My question is similar to other questions that have been asked, such as this: Sum of rows based on column-value
Using data.table
in R, if I want to sum values in a column based on unique values in another column, I can do the following:
mre = data.table(
ref=rep(LETTERS[1:5],3),
qual=c('B','C','D','E','A','C','D','E','A','B','D','E','A','B','C'),
score=10:24
)
mre[,team_score:=sum(score),by=ref]
Or:
mre[,team_val:=sum(score),by=qual]
But how would I do both, simultaneously? That is, Add all elements in mre[,score]
for which mre[,ref]
or mre[,qual]
equal one of the five unique values (A through E). So, for A, the element in the new column would be the sum of all rows in score for which A occurs in either mre[,ref]
or mre[,qual]
(1,5,6,9,11,13).
I can do:
mre[ref=="A"|qual=="A",team_val:=sum(score)]
but that's terribly inefficient.
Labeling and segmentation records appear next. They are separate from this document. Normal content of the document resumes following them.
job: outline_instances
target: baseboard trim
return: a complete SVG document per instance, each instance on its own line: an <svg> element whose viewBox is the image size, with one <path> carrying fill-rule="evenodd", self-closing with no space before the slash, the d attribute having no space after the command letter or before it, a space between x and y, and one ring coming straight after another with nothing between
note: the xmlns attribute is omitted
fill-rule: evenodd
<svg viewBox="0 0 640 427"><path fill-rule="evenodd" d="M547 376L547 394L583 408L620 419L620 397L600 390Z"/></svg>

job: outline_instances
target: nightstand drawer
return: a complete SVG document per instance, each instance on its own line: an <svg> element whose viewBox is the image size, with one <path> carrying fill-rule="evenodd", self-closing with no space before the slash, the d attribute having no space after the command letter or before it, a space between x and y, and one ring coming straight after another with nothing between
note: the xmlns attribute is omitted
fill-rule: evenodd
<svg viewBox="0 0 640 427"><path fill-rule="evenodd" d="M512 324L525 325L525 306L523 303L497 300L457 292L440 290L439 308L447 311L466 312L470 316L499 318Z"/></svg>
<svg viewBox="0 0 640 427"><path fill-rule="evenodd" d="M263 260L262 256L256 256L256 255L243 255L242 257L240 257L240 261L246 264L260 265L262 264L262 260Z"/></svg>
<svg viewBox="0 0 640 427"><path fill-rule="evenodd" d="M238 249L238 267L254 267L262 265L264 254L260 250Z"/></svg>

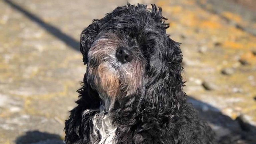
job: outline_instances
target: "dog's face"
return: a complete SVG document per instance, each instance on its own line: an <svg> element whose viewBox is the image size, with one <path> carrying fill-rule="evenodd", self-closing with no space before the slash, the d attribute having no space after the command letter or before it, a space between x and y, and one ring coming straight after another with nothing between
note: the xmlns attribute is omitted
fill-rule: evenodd
<svg viewBox="0 0 256 144"><path fill-rule="evenodd" d="M143 80L147 62L143 48L136 36L128 33L102 34L88 52L87 72L94 87L110 97L132 94Z"/></svg>
<svg viewBox="0 0 256 144"><path fill-rule="evenodd" d="M170 76L168 69L170 61L175 62L172 55L178 44L166 34L168 25L162 21L166 19L161 9L138 6L118 7L81 33L87 82L100 95L116 98L135 94Z"/></svg>

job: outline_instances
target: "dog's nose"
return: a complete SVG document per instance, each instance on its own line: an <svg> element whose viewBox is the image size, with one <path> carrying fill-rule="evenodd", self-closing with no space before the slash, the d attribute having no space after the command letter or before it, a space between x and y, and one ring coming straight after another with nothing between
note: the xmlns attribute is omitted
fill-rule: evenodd
<svg viewBox="0 0 256 144"><path fill-rule="evenodd" d="M123 63L130 62L133 57L131 51L122 47L117 48L116 56L119 61Z"/></svg>

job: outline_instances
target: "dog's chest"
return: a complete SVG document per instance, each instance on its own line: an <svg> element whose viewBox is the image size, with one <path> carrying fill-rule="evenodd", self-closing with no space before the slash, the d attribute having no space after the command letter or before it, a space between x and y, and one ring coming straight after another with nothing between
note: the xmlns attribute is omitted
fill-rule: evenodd
<svg viewBox="0 0 256 144"><path fill-rule="evenodd" d="M116 127L112 124L109 115L105 112L96 114L92 118L93 144L115 144Z"/></svg>

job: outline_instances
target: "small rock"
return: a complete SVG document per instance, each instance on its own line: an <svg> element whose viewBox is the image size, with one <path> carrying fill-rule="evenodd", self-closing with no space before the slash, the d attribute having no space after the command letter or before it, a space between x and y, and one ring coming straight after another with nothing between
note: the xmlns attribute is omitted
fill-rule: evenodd
<svg viewBox="0 0 256 144"><path fill-rule="evenodd" d="M232 89L232 91L234 93L242 93L243 91L240 88L234 87Z"/></svg>
<svg viewBox="0 0 256 144"><path fill-rule="evenodd" d="M186 38L186 36L183 34L180 35L180 37L182 39L185 39Z"/></svg>
<svg viewBox="0 0 256 144"><path fill-rule="evenodd" d="M242 65L248 65L250 64L248 61L244 59L240 59L239 60L239 62Z"/></svg>
<svg viewBox="0 0 256 144"><path fill-rule="evenodd" d="M221 46L222 44L220 42L216 42L214 43L214 46L215 47L218 47Z"/></svg>
<svg viewBox="0 0 256 144"><path fill-rule="evenodd" d="M252 53L253 54L253 55L256 56L256 49L254 50L252 50Z"/></svg>
<svg viewBox="0 0 256 144"><path fill-rule="evenodd" d="M221 73L226 75L231 75L235 73L235 69L233 68L225 68L221 70Z"/></svg>
<svg viewBox="0 0 256 144"><path fill-rule="evenodd" d="M242 130L246 131L250 130L252 126L249 124L248 118L244 115L240 115L236 118L236 120L239 123Z"/></svg>
<svg viewBox="0 0 256 144"><path fill-rule="evenodd" d="M199 48L198 52L201 53L205 53L207 51L207 49L208 49L208 48L206 46L204 46L201 47Z"/></svg>
<svg viewBox="0 0 256 144"><path fill-rule="evenodd" d="M205 81L202 84L202 85L207 90L216 90L218 89L218 87L215 84Z"/></svg>

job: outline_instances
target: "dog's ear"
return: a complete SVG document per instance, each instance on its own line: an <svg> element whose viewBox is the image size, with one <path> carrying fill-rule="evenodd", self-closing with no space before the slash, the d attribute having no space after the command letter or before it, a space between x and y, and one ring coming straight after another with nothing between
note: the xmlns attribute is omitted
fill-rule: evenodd
<svg viewBox="0 0 256 144"><path fill-rule="evenodd" d="M94 20L94 23L89 25L81 33L80 41L80 50L83 54L83 61L85 65L88 61L88 51L92 46L100 31L98 21Z"/></svg>
<svg viewBox="0 0 256 144"><path fill-rule="evenodd" d="M156 48L150 56L145 93L140 98L137 109L138 112L147 115L158 112L158 116L162 118L177 113L186 96L183 91L184 82L181 76L183 68L180 44L165 38L167 42L156 46L161 47Z"/></svg>

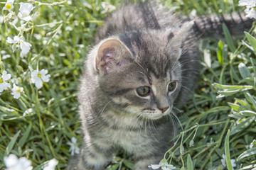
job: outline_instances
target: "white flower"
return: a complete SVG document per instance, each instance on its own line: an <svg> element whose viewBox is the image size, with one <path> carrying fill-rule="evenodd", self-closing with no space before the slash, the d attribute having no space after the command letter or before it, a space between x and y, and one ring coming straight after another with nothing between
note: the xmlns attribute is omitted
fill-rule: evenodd
<svg viewBox="0 0 256 170"><path fill-rule="evenodd" d="M28 108L28 110L26 110L25 112L23 114L23 116L26 116L26 115L30 115L33 113L32 108Z"/></svg>
<svg viewBox="0 0 256 170"><path fill-rule="evenodd" d="M116 7L108 2L102 2L102 6L104 8L104 11L102 11L102 13L110 13L116 9Z"/></svg>
<svg viewBox="0 0 256 170"><path fill-rule="evenodd" d="M151 164L148 166L149 168L151 168L153 169L158 169L160 167L162 170L171 170L176 169L175 166L174 166L171 164L168 164L167 163L161 162L159 164Z"/></svg>
<svg viewBox="0 0 256 170"><path fill-rule="evenodd" d="M43 81L49 81L50 75L47 73L47 69L34 70L31 72L31 83L35 84L38 89L43 86Z"/></svg>
<svg viewBox="0 0 256 170"><path fill-rule="evenodd" d="M33 9L33 6L29 3L21 3L18 18L26 21L32 21L32 17L29 16L31 11Z"/></svg>
<svg viewBox="0 0 256 170"><path fill-rule="evenodd" d="M231 159L231 166L233 169L234 169L234 167L236 166L236 164L235 163L235 160L234 159ZM221 159L221 164L224 166L227 166L227 162L226 162L226 159L225 159L225 154L223 154L223 159Z"/></svg>
<svg viewBox="0 0 256 170"><path fill-rule="evenodd" d="M24 56L28 53L32 45L26 42L24 39L21 37L14 36L14 40L11 38L8 37L6 42L9 44L19 44L20 47L21 49L21 56Z"/></svg>
<svg viewBox="0 0 256 170"><path fill-rule="evenodd" d="M256 6L255 0L240 0L238 2L239 6L246 6L247 8L253 8Z"/></svg>
<svg viewBox="0 0 256 170"><path fill-rule="evenodd" d="M16 99L18 99L21 96L21 94L24 92L23 87L17 86L15 84L14 84L14 88L11 91L12 92L11 94L14 95L14 98Z"/></svg>
<svg viewBox="0 0 256 170"><path fill-rule="evenodd" d="M70 146L69 152L71 152L71 156L74 156L75 154L79 154L80 149L78 147L77 139L75 137L71 138L71 142L68 142L67 144Z"/></svg>
<svg viewBox="0 0 256 170"><path fill-rule="evenodd" d="M55 166L58 165L58 161L56 160L55 158L50 159L46 166L45 166L43 170L54 170Z"/></svg>
<svg viewBox="0 0 256 170"><path fill-rule="evenodd" d="M245 12L246 13L246 17L248 17L250 18L256 18L256 11L254 10L253 8L247 8L245 10Z"/></svg>
<svg viewBox="0 0 256 170"><path fill-rule="evenodd" d="M11 79L11 74L7 74L7 72L4 70L3 74L0 77L0 93L11 87L11 84L6 82Z"/></svg>
<svg viewBox="0 0 256 170"><path fill-rule="evenodd" d="M18 159L15 154L10 154L8 157L4 158L6 170L31 170L31 162L26 157Z"/></svg>
<svg viewBox="0 0 256 170"><path fill-rule="evenodd" d="M8 10L8 11L11 12L11 9L14 8L14 0L7 0L3 10Z"/></svg>

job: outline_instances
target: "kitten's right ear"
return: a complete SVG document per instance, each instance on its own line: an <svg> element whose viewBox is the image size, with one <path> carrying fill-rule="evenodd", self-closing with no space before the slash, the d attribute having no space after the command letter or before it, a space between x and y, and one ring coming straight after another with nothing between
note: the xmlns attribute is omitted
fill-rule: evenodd
<svg viewBox="0 0 256 170"><path fill-rule="evenodd" d="M108 39L100 45L96 57L96 69L102 74L120 69L127 64L125 60L130 52L117 39Z"/></svg>

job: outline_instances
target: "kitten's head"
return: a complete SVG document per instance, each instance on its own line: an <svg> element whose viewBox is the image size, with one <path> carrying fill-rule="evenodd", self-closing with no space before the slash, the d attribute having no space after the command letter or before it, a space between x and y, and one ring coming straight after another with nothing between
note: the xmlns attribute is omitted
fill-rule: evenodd
<svg viewBox="0 0 256 170"><path fill-rule="evenodd" d="M171 113L182 86L182 40L192 25L185 23L177 33L134 30L100 43L98 90L112 107L151 120Z"/></svg>

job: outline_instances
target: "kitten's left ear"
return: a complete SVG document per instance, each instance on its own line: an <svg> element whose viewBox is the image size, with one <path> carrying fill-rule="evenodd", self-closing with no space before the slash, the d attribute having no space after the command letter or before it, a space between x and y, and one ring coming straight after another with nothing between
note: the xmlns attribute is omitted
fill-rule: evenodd
<svg viewBox="0 0 256 170"><path fill-rule="evenodd" d="M96 57L96 69L102 74L108 74L127 64L131 53L117 39L108 39L101 43Z"/></svg>
<svg viewBox="0 0 256 170"><path fill-rule="evenodd" d="M190 29L191 29L193 24L193 21L183 23L183 25L180 28L180 30L177 33L174 34L174 35L173 35L173 38L169 40L169 41L168 42L167 47L171 52L171 55L177 55L178 58L181 56L181 46L182 44L182 41L188 35Z"/></svg>

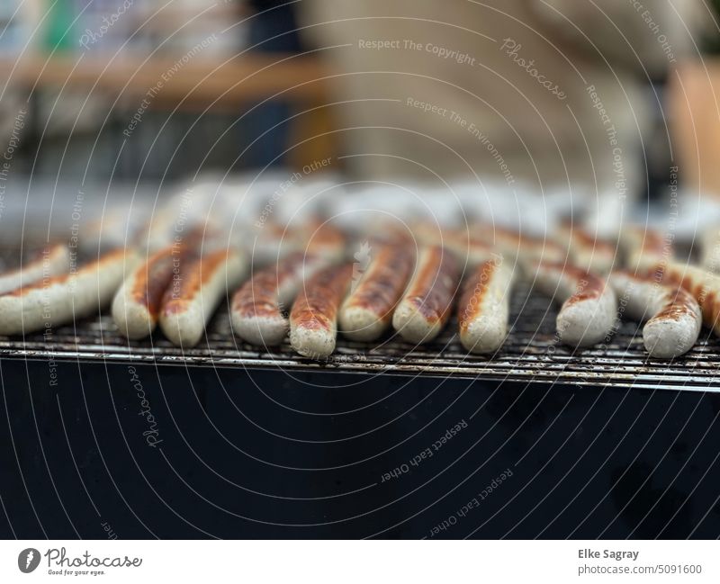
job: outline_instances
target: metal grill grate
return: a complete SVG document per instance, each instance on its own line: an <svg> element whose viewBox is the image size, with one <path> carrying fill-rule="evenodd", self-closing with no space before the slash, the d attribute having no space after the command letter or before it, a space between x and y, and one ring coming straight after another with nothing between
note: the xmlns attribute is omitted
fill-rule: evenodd
<svg viewBox="0 0 720 584"><path fill-rule="evenodd" d="M76 327L58 328L21 338L0 337L0 357L112 362L149 362L188 366L283 368L375 374L460 376L526 382L564 382L578 385L614 385L703 390L720 388L720 342L703 330L698 345L681 359L649 359L638 326L624 322L605 346L573 352L557 344L556 310L546 298L518 286L513 294L513 328L500 352L493 357L468 355L459 344L451 322L438 339L413 346L388 337L381 344L338 339L336 354L327 362L297 355L285 344L262 351L232 336L227 308L208 328L207 338L183 351L158 333L152 339L127 341L104 315ZM226 305L227 307L227 305Z"/></svg>

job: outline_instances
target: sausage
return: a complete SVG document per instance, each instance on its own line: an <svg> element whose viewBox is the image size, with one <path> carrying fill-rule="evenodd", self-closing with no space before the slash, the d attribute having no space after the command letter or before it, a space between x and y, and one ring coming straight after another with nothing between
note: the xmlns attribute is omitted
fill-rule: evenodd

Surely there is a better/smarter data.table
way to do this?
EDIT: Clarifying desired output, a better example
Rather than creating a new column and calculating sums by reference, which would lead to complications involving multiple values in the ref
and qual
columns, I can do this:
test=
merge(setkey(setnames(mre[,sum(score),by=ref],"ref","test_val"),test_val),
setkey(setnames(mre[,sum(score),by=qual],"qual","test_val"),test_val),
all=T)[,team_val:=rowSums(.SD,na.rm=T),.SDcols=c("V1.x","V1.y")]
which produces:
> test
test_val V1.x V1.y team_val
1: A 45 54 99
2: B 48 52 100
3: C 51 50 101
4: D 54 48 102
5: E 57 51 108
I'm hoping to do this in a way that doesn't require a merge. I only need the team_val
column, which I immediately use in a multiplication expression with a column from another data.table
(so I could just do:
team_val =
merge(setkey(setnames(mre[,sum(score),by=ref],"ref","test_val"),test_val),
setkey(setnames(mre[,sum(score),by=qual],"qual","test_val"),test_val),
all=T)[,rowSums(.SD,na.rm=T),.SDcols=c("V1.x","V1.y")]
to get:
> team_val
[1] 99 100 101 102 108
but that still requires the merge). I'm struggling to incorporate chaining (i.e., Section 2b).